Hi, does the connection require exactly 8 leds? Can I achieve same results with say 7 leds? If yes, how do I wire them to the 595 ic seeing they are short 1 to make the 8?

0 Votes

November 5, 2019 08:22

@BayandaZikode, BradLevy is totally correct, do not use the HC595 for driving LEDs except as indicators or toys like an LED dice. RS supply some of the purpose designed chips for this purpose which are often used in car displays where you require dim for night driving and bright for daylight. The often have similar sounding part numbers presubably as the shift register is similar to the logic parts but the output circuitry is completely different designed for powering LEDs at high currents.

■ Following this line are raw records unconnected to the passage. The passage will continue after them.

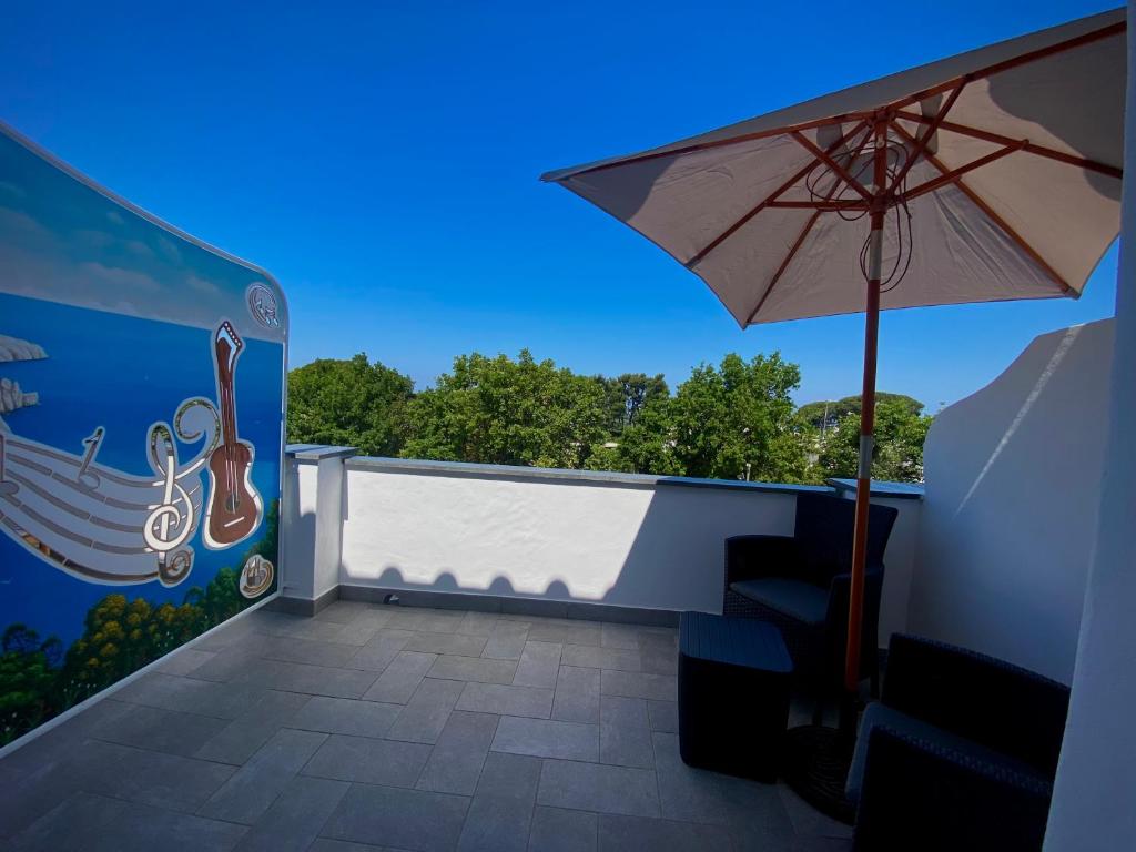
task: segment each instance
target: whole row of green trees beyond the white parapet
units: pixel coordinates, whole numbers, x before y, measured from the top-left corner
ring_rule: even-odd
[[[797,365],[728,354],[671,393],[662,375],[586,376],[537,360],[459,356],[435,385],[365,354],[289,377],[289,440],[368,454],[661,476],[819,483],[855,473],[860,396],[796,408]],[[827,417],[826,417],[827,407]],[[877,394],[875,476],[922,477],[924,406]]]

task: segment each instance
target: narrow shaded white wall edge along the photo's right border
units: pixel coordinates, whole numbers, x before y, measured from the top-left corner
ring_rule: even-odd
[[[1129,17],[1134,12],[1136,0],[1129,0]],[[1108,417],[1111,432],[1046,852],[1136,847],[1136,40],[1128,37],[1111,400],[1108,411],[1086,412]]]

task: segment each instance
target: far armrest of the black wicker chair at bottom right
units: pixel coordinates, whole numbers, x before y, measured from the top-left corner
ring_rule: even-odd
[[[1069,687],[975,651],[892,636],[883,702],[1014,757],[1052,778]]]

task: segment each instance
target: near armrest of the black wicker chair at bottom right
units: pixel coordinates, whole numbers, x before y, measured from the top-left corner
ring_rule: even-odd
[[[869,736],[858,852],[1042,849],[1053,788],[1041,776],[888,727]]]

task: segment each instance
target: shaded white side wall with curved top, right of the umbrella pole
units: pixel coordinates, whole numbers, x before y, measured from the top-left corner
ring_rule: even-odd
[[[909,627],[1072,677],[1096,538],[1113,320],[1037,337],[991,385],[943,410]]]

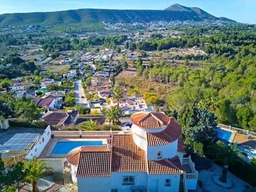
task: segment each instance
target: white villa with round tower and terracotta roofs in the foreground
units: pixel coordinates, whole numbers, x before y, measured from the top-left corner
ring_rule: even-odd
[[[197,171],[186,154],[174,117],[155,111],[131,115],[132,132],[115,134],[108,145],[71,150],[67,161],[78,191],[195,190]]]

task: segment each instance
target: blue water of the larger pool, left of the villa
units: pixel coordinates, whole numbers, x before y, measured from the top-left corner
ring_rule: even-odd
[[[68,154],[70,150],[85,145],[102,145],[102,141],[57,141],[51,154]]]

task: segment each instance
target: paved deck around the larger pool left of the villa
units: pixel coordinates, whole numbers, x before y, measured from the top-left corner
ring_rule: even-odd
[[[45,146],[42,153],[39,155],[39,158],[45,159],[45,158],[66,158],[67,154],[51,154],[51,151],[53,150],[55,144],[58,141],[102,141],[103,145],[107,144],[107,139],[109,137],[86,137],[86,138],[80,138],[80,137],[54,137],[49,140],[47,145]]]

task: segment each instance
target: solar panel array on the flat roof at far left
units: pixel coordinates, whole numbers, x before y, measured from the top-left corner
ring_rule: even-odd
[[[25,150],[38,136],[38,133],[17,133],[0,147],[0,151]]]

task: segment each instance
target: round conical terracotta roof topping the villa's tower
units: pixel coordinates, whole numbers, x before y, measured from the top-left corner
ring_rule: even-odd
[[[170,118],[163,113],[146,111],[131,115],[131,121],[144,129],[159,129],[168,125]]]

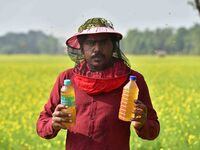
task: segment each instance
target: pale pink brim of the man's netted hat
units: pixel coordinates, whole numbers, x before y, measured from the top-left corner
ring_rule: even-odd
[[[78,42],[77,37],[80,35],[87,35],[87,34],[98,34],[98,33],[109,33],[109,34],[113,34],[116,36],[116,38],[118,40],[122,39],[122,34],[119,32],[116,32],[114,29],[109,28],[109,27],[95,27],[95,28],[90,28],[90,29],[86,29],[83,30],[82,32],[78,32],[75,35],[73,35],[72,37],[70,37],[67,41],[66,41],[66,45],[70,46],[71,48],[74,49],[80,49],[80,44]]]

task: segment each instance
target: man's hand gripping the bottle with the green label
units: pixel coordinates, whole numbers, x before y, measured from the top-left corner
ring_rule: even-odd
[[[52,126],[54,130],[66,129],[65,123],[71,122],[71,114],[66,112],[67,106],[58,104],[52,114]]]

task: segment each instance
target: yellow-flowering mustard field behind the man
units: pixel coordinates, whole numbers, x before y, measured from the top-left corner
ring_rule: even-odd
[[[200,57],[128,58],[145,77],[161,126],[153,141],[132,129],[131,150],[200,149]],[[65,149],[65,130],[45,140],[36,133],[36,121],[57,75],[73,66],[64,55],[0,55],[1,150]]]

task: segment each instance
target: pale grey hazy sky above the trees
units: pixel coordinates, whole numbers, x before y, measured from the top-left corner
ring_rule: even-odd
[[[0,0],[0,36],[41,30],[70,37],[91,17],[104,17],[125,35],[130,29],[189,28],[200,23],[188,0]]]

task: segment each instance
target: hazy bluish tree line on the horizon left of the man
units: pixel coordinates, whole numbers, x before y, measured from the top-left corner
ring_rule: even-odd
[[[41,31],[28,33],[8,33],[0,37],[0,54],[55,54],[61,53],[58,38]]]

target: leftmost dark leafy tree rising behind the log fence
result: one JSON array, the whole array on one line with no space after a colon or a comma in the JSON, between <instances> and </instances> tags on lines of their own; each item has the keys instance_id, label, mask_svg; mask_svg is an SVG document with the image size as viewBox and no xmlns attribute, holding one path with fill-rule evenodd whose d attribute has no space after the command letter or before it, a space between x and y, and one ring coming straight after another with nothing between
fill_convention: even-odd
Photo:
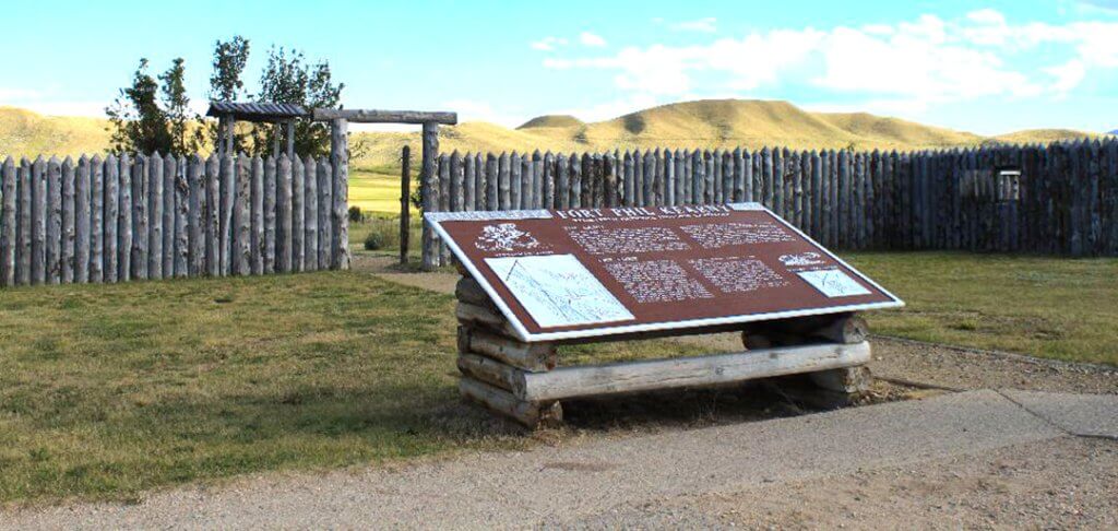
<instances>
[{"instance_id":1,"label":"leftmost dark leafy tree rising behind the log fence","mask_svg":"<svg viewBox=\"0 0 1118 531\"><path fill-rule=\"evenodd\" d=\"M110 139L113 151L171 151L171 133L167 114L157 102L158 94L159 83L148 74L148 59L141 58L132 75L132 85L122 88L113 104L105 107L113 131Z\"/></svg>"}]
</instances>

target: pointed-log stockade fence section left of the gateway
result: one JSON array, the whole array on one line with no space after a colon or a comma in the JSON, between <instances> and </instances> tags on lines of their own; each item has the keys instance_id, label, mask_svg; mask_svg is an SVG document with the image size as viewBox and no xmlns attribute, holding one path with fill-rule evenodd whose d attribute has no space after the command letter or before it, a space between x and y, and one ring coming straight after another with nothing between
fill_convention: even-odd
<instances>
[{"instance_id":1,"label":"pointed-log stockade fence section left of the gateway","mask_svg":"<svg viewBox=\"0 0 1118 531\"><path fill-rule=\"evenodd\" d=\"M8 158L0 285L348 268L347 167L344 152Z\"/></svg>"}]
</instances>

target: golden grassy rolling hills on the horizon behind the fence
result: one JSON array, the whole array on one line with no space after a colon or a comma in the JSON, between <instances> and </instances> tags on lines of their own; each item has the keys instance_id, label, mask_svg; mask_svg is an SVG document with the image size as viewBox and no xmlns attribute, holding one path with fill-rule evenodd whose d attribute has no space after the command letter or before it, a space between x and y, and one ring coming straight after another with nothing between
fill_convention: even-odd
<instances>
[{"instance_id":1,"label":"golden grassy rolling hills on the horizon behind the fence","mask_svg":"<svg viewBox=\"0 0 1118 531\"><path fill-rule=\"evenodd\" d=\"M0 155L77 155L108 144L103 118L41 116L0 107ZM982 142L1051 142L1092 136L1071 130L1030 130L984 138L868 113L816 113L790 103L705 99L646 108L603 122L544 115L517 129L485 122L444 127L442 151L588 151L634 148L935 149ZM405 144L418 150L419 132L351 134L358 168L395 167ZM418 153L415 155L418 157Z\"/></svg>"}]
</instances>

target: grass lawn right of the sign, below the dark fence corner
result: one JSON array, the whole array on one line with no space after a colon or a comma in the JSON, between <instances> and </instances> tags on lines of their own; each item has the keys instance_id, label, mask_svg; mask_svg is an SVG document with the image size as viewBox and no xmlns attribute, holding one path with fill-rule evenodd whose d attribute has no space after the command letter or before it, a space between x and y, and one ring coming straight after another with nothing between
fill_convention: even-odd
<instances>
[{"instance_id":1,"label":"grass lawn right of the sign, below the dark fence corner","mask_svg":"<svg viewBox=\"0 0 1118 531\"><path fill-rule=\"evenodd\" d=\"M874 332L1118 366L1118 259L849 253L908 305Z\"/></svg>"}]
</instances>

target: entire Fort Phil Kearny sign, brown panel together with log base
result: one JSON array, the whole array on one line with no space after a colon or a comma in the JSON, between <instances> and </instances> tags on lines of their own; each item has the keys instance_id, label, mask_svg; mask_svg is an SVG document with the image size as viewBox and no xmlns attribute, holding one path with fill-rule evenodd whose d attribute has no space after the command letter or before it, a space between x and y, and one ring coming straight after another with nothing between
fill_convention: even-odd
<instances>
[{"instance_id":1,"label":"entire Fort Phil Kearny sign, brown panel together with log base","mask_svg":"<svg viewBox=\"0 0 1118 531\"><path fill-rule=\"evenodd\" d=\"M757 203L429 212L458 281L459 389L528 426L560 400L807 373L865 390L858 312L903 302ZM745 350L560 367L568 343L741 332Z\"/></svg>"}]
</instances>

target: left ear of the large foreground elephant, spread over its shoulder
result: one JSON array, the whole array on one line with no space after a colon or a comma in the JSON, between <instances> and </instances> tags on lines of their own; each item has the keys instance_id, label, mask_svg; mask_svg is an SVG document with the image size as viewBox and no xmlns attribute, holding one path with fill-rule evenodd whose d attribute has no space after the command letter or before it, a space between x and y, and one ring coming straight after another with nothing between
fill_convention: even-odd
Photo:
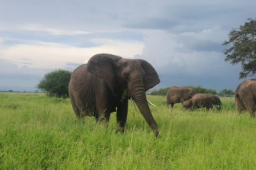
<instances>
[{"instance_id":1,"label":"left ear of the large foreground elephant, spread over its shoulder","mask_svg":"<svg viewBox=\"0 0 256 170\"><path fill-rule=\"evenodd\" d=\"M122 57L116 55L97 54L92 56L87 63L87 71L102 78L107 83L114 96L118 93L114 65L121 59Z\"/></svg>"}]
</instances>

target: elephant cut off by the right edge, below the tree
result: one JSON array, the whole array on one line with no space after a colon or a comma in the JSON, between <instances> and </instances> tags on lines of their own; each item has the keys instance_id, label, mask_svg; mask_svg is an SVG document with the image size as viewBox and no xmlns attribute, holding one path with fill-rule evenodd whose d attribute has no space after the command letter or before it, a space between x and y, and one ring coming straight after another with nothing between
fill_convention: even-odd
<instances>
[{"instance_id":1,"label":"elephant cut off by the right edge, below the tree","mask_svg":"<svg viewBox=\"0 0 256 170\"><path fill-rule=\"evenodd\" d=\"M235 91L235 103L236 110L239 114L247 109L251 117L255 117L256 79L245 80L237 86Z\"/></svg>"}]
</instances>

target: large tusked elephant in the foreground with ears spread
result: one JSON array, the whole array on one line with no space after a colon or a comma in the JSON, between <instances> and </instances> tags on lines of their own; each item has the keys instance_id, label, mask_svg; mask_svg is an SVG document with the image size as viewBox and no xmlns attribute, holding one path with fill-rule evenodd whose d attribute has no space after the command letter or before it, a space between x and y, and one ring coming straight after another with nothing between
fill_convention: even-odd
<instances>
[{"instance_id":1,"label":"large tusked elephant in the foreground with ears spread","mask_svg":"<svg viewBox=\"0 0 256 170\"><path fill-rule=\"evenodd\" d=\"M146 91L160 82L154 67L145 60L96 54L71 74L69 96L78 119L94 116L108 124L116 112L117 131L124 132L128 99L137 104L146 122L158 137L158 125L149 109Z\"/></svg>"}]
</instances>

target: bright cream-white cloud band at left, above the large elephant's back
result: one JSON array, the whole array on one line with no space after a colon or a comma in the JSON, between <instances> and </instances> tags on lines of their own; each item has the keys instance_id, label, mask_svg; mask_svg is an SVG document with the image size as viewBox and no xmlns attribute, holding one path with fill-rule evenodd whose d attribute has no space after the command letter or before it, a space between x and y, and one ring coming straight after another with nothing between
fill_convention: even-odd
<instances>
[{"instance_id":1,"label":"bright cream-white cloud band at left, above the large elephant's back","mask_svg":"<svg viewBox=\"0 0 256 170\"><path fill-rule=\"evenodd\" d=\"M122 41L112 39L93 39L98 46L91 48L73 47L58 43L34 41L33 44L3 46L1 58L12 60L19 67L27 65L35 69L54 69L66 66L66 63L87 63L98 53L111 53L123 57L141 54L142 41ZM23 58L30 60L24 61Z\"/></svg>"}]
</instances>

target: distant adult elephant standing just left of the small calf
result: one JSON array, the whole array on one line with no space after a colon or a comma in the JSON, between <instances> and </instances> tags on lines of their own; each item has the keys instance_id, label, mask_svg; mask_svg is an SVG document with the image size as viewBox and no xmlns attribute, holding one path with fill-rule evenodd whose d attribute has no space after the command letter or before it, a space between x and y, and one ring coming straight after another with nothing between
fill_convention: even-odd
<instances>
[{"instance_id":1,"label":"distant adult elephant standing just left of the small calf","mask_svg":"<svg viewBox=\"0 0 256 170\"><path fill-rule=\"evenodd\" d=\"M187 87L177 87L173 86L167 91L166 94L166 105L169 107L171 104L171 107L173 107L174 103L182 103L185 100L191 99L196 94L196 91L194 89L190 89Z\"/></svg>"}]
</instances>

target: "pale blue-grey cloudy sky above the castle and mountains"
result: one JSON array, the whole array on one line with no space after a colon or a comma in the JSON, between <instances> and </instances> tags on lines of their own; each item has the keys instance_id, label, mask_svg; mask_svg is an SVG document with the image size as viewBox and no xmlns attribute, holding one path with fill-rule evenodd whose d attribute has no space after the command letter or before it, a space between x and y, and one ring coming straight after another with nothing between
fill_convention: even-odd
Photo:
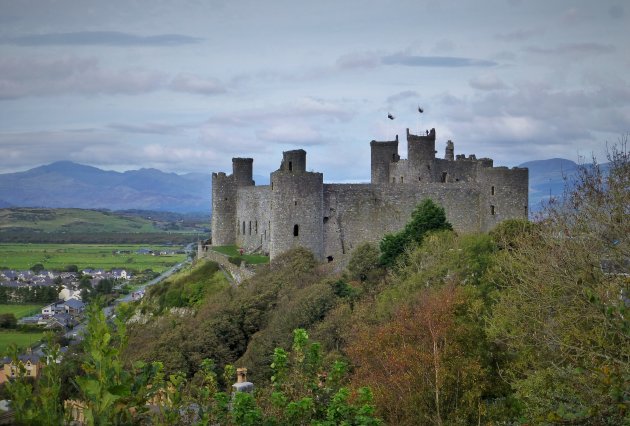
<instances>
[{"instance_id":1,"label":"pale blue-grey cloudy sky above the castle and mountains","mask_svg":"<svg viewBox=\"0 0 630 426\"><path fill-rule=\"evenodd\" d=\"M495 165L601 158L630 131L629 40L624 0L0 0L0 173L264 175L304 148L365 181L407 127Z\"/></svg>"}]
</instances>

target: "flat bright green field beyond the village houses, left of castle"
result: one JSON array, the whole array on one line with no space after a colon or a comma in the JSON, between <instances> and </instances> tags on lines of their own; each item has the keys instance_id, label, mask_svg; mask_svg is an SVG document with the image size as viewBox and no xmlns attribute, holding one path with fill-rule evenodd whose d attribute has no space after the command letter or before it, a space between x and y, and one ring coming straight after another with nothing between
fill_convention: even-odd
<instances>
[{"instance_id":1,"label":"flat bright green field beyond the village houses, left of castle","mask_svg":"<svg viewBox=\"0 0 630 426\"><path fill-rule=\"evenodd\" d=\"M68 265L77 265L79 269L152 269L162 272L186 259L185 254L136 254L135 251L140 248L154 251L181 249L176 246L139 244L0 244L0 268L25 270L41 263L44 268L55 271L64 270ZM130 253L116 253L121 250Z\"/></svg>"}]
</instances>

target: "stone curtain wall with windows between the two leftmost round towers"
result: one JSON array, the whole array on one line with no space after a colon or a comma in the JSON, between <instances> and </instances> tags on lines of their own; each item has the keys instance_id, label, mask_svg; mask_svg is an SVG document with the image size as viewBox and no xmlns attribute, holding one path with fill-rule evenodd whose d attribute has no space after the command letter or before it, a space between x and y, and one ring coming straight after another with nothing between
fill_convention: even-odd
<instances>
[{"instance_id":1,"label":"stone curtain wall with windows between the two leftmost round towers","mask_svg":"<svg viewBox=\"0 0 630 426\"><path fill-rule=\"evenodd\" d=\"M248 186L236 193L236 245L247 252L269 252L271 187Z\"/></svg>"}]
</instances>

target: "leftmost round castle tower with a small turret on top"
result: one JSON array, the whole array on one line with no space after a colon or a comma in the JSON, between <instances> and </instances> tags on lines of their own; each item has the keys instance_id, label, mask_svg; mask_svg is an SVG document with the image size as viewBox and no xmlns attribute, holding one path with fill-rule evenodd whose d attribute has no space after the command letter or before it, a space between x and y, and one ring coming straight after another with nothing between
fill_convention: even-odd
<instances>
[{"instance_id":1,"label":"leftmost round castle tower with a small turret on top","mask_svg":"<svg viewBox=\"0 0 630 426\"><path fill-rule=\"evenodd\" d=\"M212 245L236 242L236 190L254 185L252 158L232 158L232 174L212 173Z\"/></svg>"}]
</instances>

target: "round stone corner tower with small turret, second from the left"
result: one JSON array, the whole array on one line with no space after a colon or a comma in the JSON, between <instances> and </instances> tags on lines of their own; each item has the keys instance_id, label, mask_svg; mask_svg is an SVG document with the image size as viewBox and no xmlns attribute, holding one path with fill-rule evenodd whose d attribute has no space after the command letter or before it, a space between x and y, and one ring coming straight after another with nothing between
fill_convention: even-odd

The TPIC6B596N is an 8 bit example (but they also produce 12 bit). https://uk.rs-online.com/web/p/counter-ics/6608004/ Look up the TI datasheet for the full spec. I used an older version of these dedicated power shift registers to drive reed relay contacts to provide instrumentation control some time back and they did make life (design) simple and compact.

November 5, 2019 08:22

@BayandaZikode No, you don't have to have 8 LEDs. The unused outputs can be left open. Also be aware that the 74HC595 is not a good choice if you need to output more than about 5ma to each LED. (You should use a resistor in series with each LED to limit the current.) If you need higher output current to your LEDs, or to drive motors or relays, you can add transistor or IC driver circuits between the outputs of the 74HC595 and your loads. Or you can use different chips designed to drive higher loads directly. The 74HC595 is designed primarily for digital logic use, not as an output driver. But if you just need to drive some status LEDs, it can suffice.